Big names in the camera business like Nikon, Sony, and Canon have already started incorporating tamper-resistant digital watermark technology into their cameras. This feature allows users to add a digital signature to their photos, acting as proof that their snapshots are the real deal, not some AI mischief.
This brings us to the crucial subject of trust.
Beauty and Skincare Brands' Credibility Dilemma
The beauty industry's association with trust has consistently been intricate. After all, it displays flawless beauty, portraying it as attainable for imperfect consumers (provided they use specific beauty products).
The utilization of unrealistically perfect AI images can jeopardize the credibility of a given beauty brand even more than traditional retouching. This impact may not be immediately apparent. The initial allure of flawless faces and bodies may captivate the audience.
However, the question arises: will this audience be able to relate to them? And, as a result: will the beauty brands manage to establish an authentic, subconscious connection with the real people they are attempting to reach?
The Toll of Flawless Faces
A couple of years back, the fashion industry caught heat for pushing unrealistic beauty standards with super-thin models (think Kate Moss and her BMI of 15!).
To tackle this, some countries put their foot down to look out for the health of models and young girls idolizing them. For instance, in 2015, the French National Assembly passed a law that bans the hiring of excessively thin models.
AI's Role in Daily Beauty Ideals
Should we maybe set similar limits on AI systems use? It's not just AI-generated models and deepfake techniques that pose problems. AI can also go the other way: rather than merging a flawless face of an AI model with the imperfections of a real human, you can apply AI filters to real faces and correct any flaws.
Apps like FaceTune and Snapchat have made photo editing easy and available to anyone, setting beauty standards sky-high.
In the not that distant past, when beauty ideals were defined by real models, movie stars and celebrities, the gap between them and regular people was clear.
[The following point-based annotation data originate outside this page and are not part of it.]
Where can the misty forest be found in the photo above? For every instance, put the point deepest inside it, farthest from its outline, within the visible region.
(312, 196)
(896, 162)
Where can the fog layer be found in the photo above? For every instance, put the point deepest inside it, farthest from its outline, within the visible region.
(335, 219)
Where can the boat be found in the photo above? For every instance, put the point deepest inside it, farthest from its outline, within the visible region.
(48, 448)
Now, with FaceTune and other apps, everyone can change their face shape or otherwise tweak their look, making unrealistic beauty norms a daily encounter.
All your friends and foes look perfect on social media posts. Constant exposure to flawless faces can take a toll on self-esteem and even lead to dysmorphia.
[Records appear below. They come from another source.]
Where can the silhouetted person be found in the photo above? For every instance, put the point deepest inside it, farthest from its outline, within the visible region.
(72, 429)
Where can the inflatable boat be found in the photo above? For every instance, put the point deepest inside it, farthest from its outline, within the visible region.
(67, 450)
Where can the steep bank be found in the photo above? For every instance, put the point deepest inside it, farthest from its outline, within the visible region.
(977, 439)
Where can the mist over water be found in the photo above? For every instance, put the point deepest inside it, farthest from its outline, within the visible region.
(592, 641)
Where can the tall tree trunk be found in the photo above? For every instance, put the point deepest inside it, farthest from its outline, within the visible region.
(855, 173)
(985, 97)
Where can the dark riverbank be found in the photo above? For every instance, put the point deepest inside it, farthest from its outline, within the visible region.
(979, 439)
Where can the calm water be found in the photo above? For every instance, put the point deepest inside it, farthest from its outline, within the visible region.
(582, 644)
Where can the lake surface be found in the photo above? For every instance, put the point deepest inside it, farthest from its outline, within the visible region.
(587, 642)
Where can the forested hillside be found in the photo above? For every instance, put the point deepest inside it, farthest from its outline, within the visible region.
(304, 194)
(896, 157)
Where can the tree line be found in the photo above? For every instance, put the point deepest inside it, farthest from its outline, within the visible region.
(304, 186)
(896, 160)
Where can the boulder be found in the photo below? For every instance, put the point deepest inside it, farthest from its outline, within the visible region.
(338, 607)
Leverage AI but Focus on Humans
The beauty industry revolves around human beings, their physical bodies and their imperfect beauty. To effectively navigate this industry, you must engage with real bodies because, ultimately, it’s real bodies you work for.
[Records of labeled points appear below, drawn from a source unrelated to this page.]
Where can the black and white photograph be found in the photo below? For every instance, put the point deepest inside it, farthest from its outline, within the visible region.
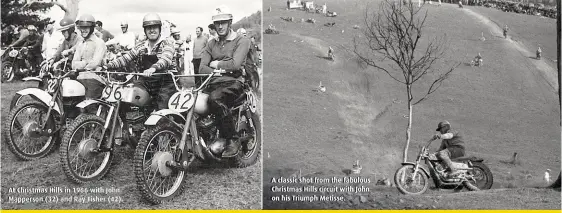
(131, 104)
(411, 104)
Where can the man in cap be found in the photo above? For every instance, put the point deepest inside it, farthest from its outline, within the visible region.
(452, 145)
(89, 55)
(156, 54)
(105, 35)
(126, 40)
(227, 52)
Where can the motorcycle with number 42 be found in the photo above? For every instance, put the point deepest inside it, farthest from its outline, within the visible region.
(186, 131)
(413, 178)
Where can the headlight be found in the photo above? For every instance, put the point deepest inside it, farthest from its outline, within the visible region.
(13, 53)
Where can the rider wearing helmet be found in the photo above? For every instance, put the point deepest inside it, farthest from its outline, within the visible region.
(156, 54)
(71, 39)
(127, 39)
(228, 52)
(89, 55)
(452, 145)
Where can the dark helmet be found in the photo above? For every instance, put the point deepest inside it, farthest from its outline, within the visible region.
(151, 19)
(86, 20)
(443, 125)
(66, 24)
When showcasing products designed for people, you need to show how they interact with people. If the goal is to enhance the beauty of bodies, the initial step is to present them as they are, approached with tenderness and care to foster trust.
Some Beauty Brands Do it Right
That being said, it doesn't rule out the use of artificial intelligence. Here are some examples of beauty brands that successfully use AI to incorporate new ideas and transform their marketing strategies:
Glossier: Turning Customers into Influencers
Glossier is a beauty brand that heavily relies on user-generated content and word-of-mouth marketing. It uses AI to analyze customer feedback from reviews and social media posts to identify the most influential and loyal customers.
It then rewards them with free products, discounts, and invitations to exclusive events. This way, Glossier creates a community of brand advocates who spread the word about its products and values.
L’Oreal: Using AR to Personalize Customer Experience
L’Oreal, a global leader in the beauty industry, with a portfolio of over 30 brands, uses AI and augmented reality (AR) to offer customers a virtual try-on experience, where they can see how different products look on their skin, hair, and eyes.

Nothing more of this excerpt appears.